See, for instance, the infamous case of the Castlewood Treatment Center, in which lawsuits were settled alleging that patients who sought treatment for their eating disorders were rendered increasingly dependent on facilitators when hypnotically led to believe they were victims of Satanic ritual abuse. A solid argument can be made it's strikingly similar to alien abduction fear-mongering with an alternative perpetrator, devil worshipers, cultivated by an obvious common denominator, the hypnotist.

You'll likely find The Satanic Temple's activism intriguing if you're interested in debate surrounding such issues as separation of church and state, rights to worship and assemble, and freedom of expression. The organization is significantly active in pressing elected officials to uniformly recognize obligations to members of the public, regardless of religious preference. 

IUFOC

The International UFO Congress recently wrapped up in Arizona. Motherboard spoke with a retired neuroscientist in attendance. Not sure about all that, but keep an eye on Robert Sheaffer's Bad UFOs blog, where he traditionally posts a summary of the event and its speakers.     

UFOs: Reframing the Debate

"If you like your UFO literature to confirm what you already 'know,' this is not the book for you!" 

I'm proud to have submitted a chapter to the soon to be released book, UFOs: Reframing the Debate. Edited by Robbie Graham and with artwork by Red Pill Junkie, it's a collection of essays on alternative perspectives on UFOs and how we might more usefully study the phenomenon in the 21st century. I look forward to reading the work from my fellow contributors.

Roswell Conference

I'll be speaking this summer in Roswell, and it would be great to connect with readers and people I otherwise only e-know. The event is part of the 2017 festival and themed, "70 Years Later: Modern Challenges to the Extraterrestrial Hypothesis". It will be June 29 to July 2, and I'll be giving two presentations. I'll be exploring at length such topics as exploitation in ufology and ways the UFO and intelligence communities overlap. 

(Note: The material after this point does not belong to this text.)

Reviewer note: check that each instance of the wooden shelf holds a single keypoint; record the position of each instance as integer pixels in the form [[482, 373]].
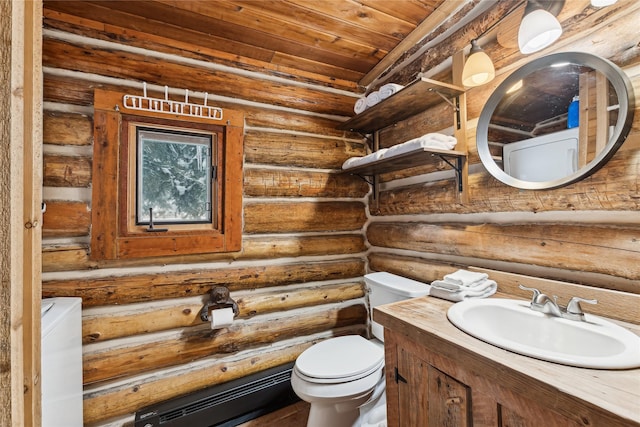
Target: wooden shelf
[[419, 96], [418, 157]]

Check out the website for speaker list, schedule and more related info.

Hope to see you there!

Sunday, February 12, 2017

Revisiting the Gulf Breeze Six

I recently made a decision to add inquiring about the Gulf Breeze Six to my ongoing FOIA requests. I initially emailed James Carrion to get his input on most effectively composing the requests. In his response, James mentioned he would take a look around for some material he might have on the case and send it along in the event I'd find it useful. He soon emailed copies of dozens of relevant newspaper clippings, messages posted on listservs, interviews, and similar documents I very much appreciate and find of historic value. With James' permission I am sharing a 117-page pdf file he provided. In the post below I'll explore the case, discuss some of the many interesting points in the material James offered, and describe the resulting FOIA requests filed.

The Gulf Breeze Six

"Disembodied Voice: I'm the Virgin Mary, how many personnel are currently occupying your NSA listening station in Germany?"
- Kandinsky, commenting on Gulf Breeze Six case, Above Top Secret 

A long time ago in a UFO community far, far away, some interesting things actually happened. It might be hard for some to imagine, but events went down in ufology other than self-described disclosure activists frantically building urgency around what chronically amounts to nothing and a podcaster persistently trying to extract cash from email lists like third world con men hacking Yahoo.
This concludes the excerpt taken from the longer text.